En tiempos de penurias económicas, nada que objetar. Excepto que las consideraciones económicas deberían tomarse en cuenta de forma exhaustiva. Persiguiendo al tabaco, no se ha optado por prohibirlo sin más, que parecería lo lógico cuando está en juego la salud pública. Se tolera -y se sacan muy jugosos beneficios impositivos- pero obligando a los dueños de los lugares en los que es posible fumar a hacer inversiones nada despreciables con el fin de acondicionar una parte de los locales para, poco después, convertir en humo también ese gasto. Ahora la historia se repite: hay que calentar las terrazas para que quienes quieren sentarse fuera, aprovechando la tolerancia actual, no se congelen. ¿Para que dentro de unos meses o unos pocos años se prohíba fumar también en la acera?

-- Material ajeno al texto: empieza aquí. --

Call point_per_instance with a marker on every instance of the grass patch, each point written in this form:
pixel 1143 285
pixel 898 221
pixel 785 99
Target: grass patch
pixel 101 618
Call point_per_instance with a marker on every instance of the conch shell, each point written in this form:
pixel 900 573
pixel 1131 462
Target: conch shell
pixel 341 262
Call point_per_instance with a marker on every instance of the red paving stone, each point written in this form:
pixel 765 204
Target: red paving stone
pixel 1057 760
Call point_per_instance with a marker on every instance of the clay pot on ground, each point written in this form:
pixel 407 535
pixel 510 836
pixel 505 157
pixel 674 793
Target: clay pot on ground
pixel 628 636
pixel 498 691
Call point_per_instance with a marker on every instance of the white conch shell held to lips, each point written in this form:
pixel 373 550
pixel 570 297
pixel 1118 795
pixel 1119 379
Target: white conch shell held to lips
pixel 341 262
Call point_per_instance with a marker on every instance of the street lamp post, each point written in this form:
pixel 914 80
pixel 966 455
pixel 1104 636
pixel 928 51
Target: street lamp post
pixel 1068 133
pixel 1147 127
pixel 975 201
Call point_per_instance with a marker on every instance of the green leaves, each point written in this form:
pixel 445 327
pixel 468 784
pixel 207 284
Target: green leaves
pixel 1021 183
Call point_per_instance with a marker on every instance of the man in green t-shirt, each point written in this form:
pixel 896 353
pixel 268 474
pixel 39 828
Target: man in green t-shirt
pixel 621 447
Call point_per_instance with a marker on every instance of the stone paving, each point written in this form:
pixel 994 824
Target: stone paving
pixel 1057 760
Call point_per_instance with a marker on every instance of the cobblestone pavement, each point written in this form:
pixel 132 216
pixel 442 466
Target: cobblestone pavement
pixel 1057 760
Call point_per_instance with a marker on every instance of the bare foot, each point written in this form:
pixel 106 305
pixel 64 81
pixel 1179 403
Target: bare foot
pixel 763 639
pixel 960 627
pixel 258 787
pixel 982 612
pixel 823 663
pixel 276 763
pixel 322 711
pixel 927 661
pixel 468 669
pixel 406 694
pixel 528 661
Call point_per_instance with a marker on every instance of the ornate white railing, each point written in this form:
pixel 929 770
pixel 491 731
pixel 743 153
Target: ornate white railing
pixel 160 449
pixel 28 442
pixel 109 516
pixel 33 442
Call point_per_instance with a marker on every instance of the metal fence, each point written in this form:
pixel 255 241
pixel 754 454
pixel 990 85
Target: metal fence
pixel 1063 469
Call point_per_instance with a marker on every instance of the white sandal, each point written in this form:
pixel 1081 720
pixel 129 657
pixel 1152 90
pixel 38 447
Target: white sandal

La indiferencia de las autoridades ministeriales hacia los propietarios de cafés, bares y restaurantes -a las discotecas no he ido desde hace medio siglo y no sé de qué van las cosas allí- es digna de estudio. En términos de debilidad mental, claro es. ¿De verdad se toman en cuenta los efectos de las leyes? ¿O lo que sucede es que se deja en el olvido de una forma tan manifiesta como lesiva todo aquello que se desprende de cualquier cambio de las normas? La respuesta es fácil: los griegos se dieron cuenta ya hace veinticuatro siglos de los abusos a los que lleva la mezcla de poder y arrogancia. Atribuían a esa combinación letal la caída del imperio persa. Pero se ve que andaban equivocados; aquí, a los poderosos arrogantes no les sucede nada.